Política
Hablaremos mucho de Cervantes en el 2005. Volverá a ponerse de moda la agilísima y divertida permanencia de don Quijote, sus aventuras y sus grandes intérpretes. Algunos lectores se acercarán, por ejemplo, a las páginas de Vida de don Quijote y Sancho de Miguel de Unamuno. Comprobarán que se pueden decir muchas barbaridades de forma muy inteligente. Un sabio desesperado, de gafas cultas, barba cortante y mano impulsiva, es capaz de elevar la lanza de su orgullo herido para arremeter contra la ciencia, los bachilleres y los políticos. Don Miguel buscó en las nieblas agónicas de la fe lo que no había encontrado en la razón. Despreció a los prudentes, a los ciudadanos educados en las costumbres sociales y, sobre todo, a los políticos. El desprestigio de la política recorre el último tercio del siglo XIX y pasa a los primeros años del siglo XX, afectando a escritores regeneracionistas, poetas puros, honrados padres, madres, y hasta a Platero, el burro suave de Juan Ramón Jiménez. Incluso Federico García Lorca, cuando estrena en 1927 su Mariana Pineda, se empeña en afirmar que la obra no es política, aunque la heroína hubiese sido ejecutada por el absolutismo. No era extraño, porque la Restauración había institucionalizado la mentira y la política pertenecía entonces a la farsa de una España oficial separada por el cuchillo de los engaños de la España real. La institucionalización de la mentira supuso la corrosión moral y económica, la imposibilidad de progresar junto a Europa, la santificación de los intereses caciquiles, y un desprestigio radical de la política, es decir, del ámbito que las sociedades inventaron para resolver las contradicciones de la convivencia a la hora de decidir sobre la realidad. Cuando leemos las barbaridades de Miguel de Unamuno, dispuesto a romper las mentiras oficiales con una lanzada de locura, podemos imaginarnos el estado de desesperación que domina, y hace estallar, a los países secuestrados por la institucionalización de los engaños oficiales.

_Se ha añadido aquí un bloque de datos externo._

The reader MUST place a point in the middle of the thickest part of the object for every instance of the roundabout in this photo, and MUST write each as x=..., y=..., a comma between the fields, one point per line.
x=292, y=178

El Partido Popular, en sus últimos años de gobierno y en sus primeros meses de oposición, ha jugado a institucionalizar la mentira, con la ayuda de sus medios de comunicación más leales. No soy un ingenuo, no creo en la verdad objetiva, porque sé que los hechos dependen de una interpretación. Desconfío de todos los que creen en la objetividad de sus verdades, porque ellos son los que supeditan los medios a los fines y acaban institucionalizando la mentira. Si un periódico es simpatizante del Betis y otro es más partidario del Sevilla, resulta lógico que las interpretaciones asuman una perspectiva. Lo que no parece soportable es que la prensa ofrezca resultados distintos, goles y vencedores inventados, considerando que una cosa es lo que ocurre en el campo y otra lo que deben contar los periodistas. La intervención de las víctimas del terrorismo en el Congreso ha servido para denunciar una etapa de institucionalización de la mentira. Aunque su discurso exigiera una posición neutral, la denuncia tiene nombres y apellidos. Nada es tan peligroso para un país como la institucionalización de la mentira. Y la manera más sensata, y menos loca, de salvar estos peligros pasa por prestigiar la política. Unamuno no es ya buena guía para interpretar a Cervantes.